I clench the bottle tighter in my pocket.

I can’t do it. I can’t give her the oubliette. “You can stay.”

“I can?” She jumps a little on the balls of her feet.

“This is the last night,” I say. “And you won’t remember any of it afterward.”

“Xander said that, too. But I don’t believe you.”

“We’ll make you forget. It isn’t safe to remember, for us or for you.”

She shakes her head. She sounds naive and earnest as she says, “I could never forget this. I could never forget what we did.”

Every woman thinks so. For the first time since Elisabeth, I wish one was right.

“Go out today,” I say, gesturing down the busy street. “Find yourself a job, a place to stay. You can start a new life. Come back here before it gets dark. Not to the main library entrance, to this one. I’ll let you in when you knock. We’ll have one more night together.”

One more night. I can’t resist. I must have her lithe little body. I must feel her shuddering through pleasure in my arms.

“Is Xander going to be mad at you?” she asks.

“Probably. But I’ll deal with him.”

Autumn

Pride. Pride is the reason I’m out on these streets, pretending to look for jobs.
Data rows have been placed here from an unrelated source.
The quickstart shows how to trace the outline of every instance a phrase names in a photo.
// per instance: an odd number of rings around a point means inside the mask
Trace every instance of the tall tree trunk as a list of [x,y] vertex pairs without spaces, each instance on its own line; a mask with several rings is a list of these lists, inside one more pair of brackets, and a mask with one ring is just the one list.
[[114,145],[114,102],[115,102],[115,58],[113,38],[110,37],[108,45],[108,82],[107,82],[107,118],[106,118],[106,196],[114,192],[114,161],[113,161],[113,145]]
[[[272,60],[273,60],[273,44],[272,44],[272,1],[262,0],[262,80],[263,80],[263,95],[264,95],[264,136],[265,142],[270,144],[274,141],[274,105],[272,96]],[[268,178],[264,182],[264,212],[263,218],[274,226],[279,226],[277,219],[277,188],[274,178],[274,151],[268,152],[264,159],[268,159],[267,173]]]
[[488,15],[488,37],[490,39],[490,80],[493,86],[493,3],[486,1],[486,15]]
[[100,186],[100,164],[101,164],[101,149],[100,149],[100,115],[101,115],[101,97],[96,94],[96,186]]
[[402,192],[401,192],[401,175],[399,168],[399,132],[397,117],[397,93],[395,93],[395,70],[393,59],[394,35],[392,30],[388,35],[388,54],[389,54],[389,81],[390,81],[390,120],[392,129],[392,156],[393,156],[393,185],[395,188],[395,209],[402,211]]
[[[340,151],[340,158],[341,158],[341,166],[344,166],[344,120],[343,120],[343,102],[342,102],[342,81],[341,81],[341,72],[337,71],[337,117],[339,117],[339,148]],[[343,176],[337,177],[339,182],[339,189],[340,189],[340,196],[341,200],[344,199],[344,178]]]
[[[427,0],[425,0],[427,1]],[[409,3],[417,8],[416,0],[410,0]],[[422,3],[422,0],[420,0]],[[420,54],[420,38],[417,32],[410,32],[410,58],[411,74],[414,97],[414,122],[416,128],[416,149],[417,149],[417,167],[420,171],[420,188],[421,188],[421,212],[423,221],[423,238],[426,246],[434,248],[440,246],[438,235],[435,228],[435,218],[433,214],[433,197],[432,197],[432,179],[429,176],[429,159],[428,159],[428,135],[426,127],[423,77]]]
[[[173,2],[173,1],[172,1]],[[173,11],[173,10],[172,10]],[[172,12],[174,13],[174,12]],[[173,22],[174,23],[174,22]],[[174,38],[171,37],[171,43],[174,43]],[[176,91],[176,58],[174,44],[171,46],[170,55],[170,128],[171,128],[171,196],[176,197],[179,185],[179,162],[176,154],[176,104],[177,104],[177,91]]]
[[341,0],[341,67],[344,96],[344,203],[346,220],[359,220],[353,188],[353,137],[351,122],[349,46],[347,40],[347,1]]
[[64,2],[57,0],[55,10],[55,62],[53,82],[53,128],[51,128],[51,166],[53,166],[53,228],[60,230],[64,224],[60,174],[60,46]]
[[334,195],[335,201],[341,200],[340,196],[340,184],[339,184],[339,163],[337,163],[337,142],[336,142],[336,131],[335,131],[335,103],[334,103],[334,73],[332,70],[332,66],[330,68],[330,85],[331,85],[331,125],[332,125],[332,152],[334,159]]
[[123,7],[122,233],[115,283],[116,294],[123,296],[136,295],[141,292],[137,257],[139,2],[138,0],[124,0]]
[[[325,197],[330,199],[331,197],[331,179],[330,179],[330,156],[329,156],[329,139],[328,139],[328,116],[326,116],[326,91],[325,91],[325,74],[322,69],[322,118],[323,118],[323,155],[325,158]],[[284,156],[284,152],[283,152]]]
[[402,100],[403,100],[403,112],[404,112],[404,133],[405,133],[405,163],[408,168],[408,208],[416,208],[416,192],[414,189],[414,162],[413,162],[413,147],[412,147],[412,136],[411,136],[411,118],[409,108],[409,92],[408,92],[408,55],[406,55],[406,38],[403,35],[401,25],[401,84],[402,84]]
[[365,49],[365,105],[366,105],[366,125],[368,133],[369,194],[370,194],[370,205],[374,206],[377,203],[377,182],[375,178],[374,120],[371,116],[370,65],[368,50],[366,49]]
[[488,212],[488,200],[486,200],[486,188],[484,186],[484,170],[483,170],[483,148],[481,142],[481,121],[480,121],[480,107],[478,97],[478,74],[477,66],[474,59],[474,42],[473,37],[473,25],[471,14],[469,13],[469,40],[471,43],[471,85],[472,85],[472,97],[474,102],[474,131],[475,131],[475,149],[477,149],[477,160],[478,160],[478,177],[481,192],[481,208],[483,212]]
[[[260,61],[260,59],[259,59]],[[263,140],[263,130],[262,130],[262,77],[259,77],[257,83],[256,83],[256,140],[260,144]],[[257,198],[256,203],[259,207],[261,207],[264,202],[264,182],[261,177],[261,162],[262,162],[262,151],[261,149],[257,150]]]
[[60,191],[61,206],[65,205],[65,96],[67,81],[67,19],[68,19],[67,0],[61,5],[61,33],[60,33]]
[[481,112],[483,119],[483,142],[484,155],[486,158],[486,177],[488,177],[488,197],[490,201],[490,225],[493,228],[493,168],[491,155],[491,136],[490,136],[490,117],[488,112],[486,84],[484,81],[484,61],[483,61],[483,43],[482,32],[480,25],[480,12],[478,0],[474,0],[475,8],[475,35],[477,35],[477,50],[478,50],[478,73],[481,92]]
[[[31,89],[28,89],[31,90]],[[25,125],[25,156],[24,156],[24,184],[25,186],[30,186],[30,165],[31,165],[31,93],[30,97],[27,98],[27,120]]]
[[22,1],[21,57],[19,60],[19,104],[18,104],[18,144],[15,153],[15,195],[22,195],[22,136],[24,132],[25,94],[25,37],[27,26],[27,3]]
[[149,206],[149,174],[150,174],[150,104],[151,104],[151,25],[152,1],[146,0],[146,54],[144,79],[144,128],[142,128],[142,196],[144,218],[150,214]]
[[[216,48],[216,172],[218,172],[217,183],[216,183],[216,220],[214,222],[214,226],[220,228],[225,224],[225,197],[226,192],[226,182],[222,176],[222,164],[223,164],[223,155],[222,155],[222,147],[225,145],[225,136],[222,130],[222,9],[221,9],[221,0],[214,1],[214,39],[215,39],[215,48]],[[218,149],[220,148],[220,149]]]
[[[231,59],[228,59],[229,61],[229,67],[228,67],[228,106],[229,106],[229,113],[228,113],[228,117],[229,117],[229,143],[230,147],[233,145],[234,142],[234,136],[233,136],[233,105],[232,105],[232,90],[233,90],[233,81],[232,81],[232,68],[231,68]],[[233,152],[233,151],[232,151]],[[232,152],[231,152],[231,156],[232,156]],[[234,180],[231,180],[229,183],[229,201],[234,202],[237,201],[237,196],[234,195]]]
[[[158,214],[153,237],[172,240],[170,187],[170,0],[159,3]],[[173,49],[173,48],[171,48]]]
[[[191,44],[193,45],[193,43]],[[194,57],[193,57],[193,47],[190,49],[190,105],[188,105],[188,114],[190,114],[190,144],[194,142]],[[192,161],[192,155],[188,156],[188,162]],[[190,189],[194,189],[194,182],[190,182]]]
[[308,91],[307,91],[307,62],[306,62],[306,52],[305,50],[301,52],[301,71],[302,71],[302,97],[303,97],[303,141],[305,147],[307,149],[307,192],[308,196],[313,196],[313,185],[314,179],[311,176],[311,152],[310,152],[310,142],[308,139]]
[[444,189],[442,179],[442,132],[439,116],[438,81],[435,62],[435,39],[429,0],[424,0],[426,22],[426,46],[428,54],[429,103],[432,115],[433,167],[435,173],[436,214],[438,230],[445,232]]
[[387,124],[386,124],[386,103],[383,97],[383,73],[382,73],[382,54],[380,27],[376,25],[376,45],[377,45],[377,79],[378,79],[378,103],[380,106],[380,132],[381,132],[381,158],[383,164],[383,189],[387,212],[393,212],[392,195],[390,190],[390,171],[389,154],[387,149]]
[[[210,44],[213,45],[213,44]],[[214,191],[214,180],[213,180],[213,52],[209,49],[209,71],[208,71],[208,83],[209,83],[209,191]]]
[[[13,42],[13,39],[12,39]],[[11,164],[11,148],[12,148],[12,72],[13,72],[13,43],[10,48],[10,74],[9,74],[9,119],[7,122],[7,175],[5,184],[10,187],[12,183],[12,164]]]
I should’ve just told Will that I don’t have ID, that my cash is running out, that my stepfather is a murderer with the kind of connections that enable men with no morals to climb higher into political positions.

Will would’ve understood. He would’ve let me stay.

But worse: he would have pitied me. And that is the thing my pride can’t handle—his pity.

Well, that, and Xander’s derision.

I wander toward the less affluent part of the city. No respectable establishment is going to hire someone without ID, without contact info, without references. Eventually, the glittering, immaculate facade of San Esteban begins to fade. The streets bear more trash, the buildings more graffiti. I pass a diner, a karaoke bar, and some truly depressing-looking apartment buildings. The stench of garbage filters through the heat, wafting on a lazy breeze from neglected alleys.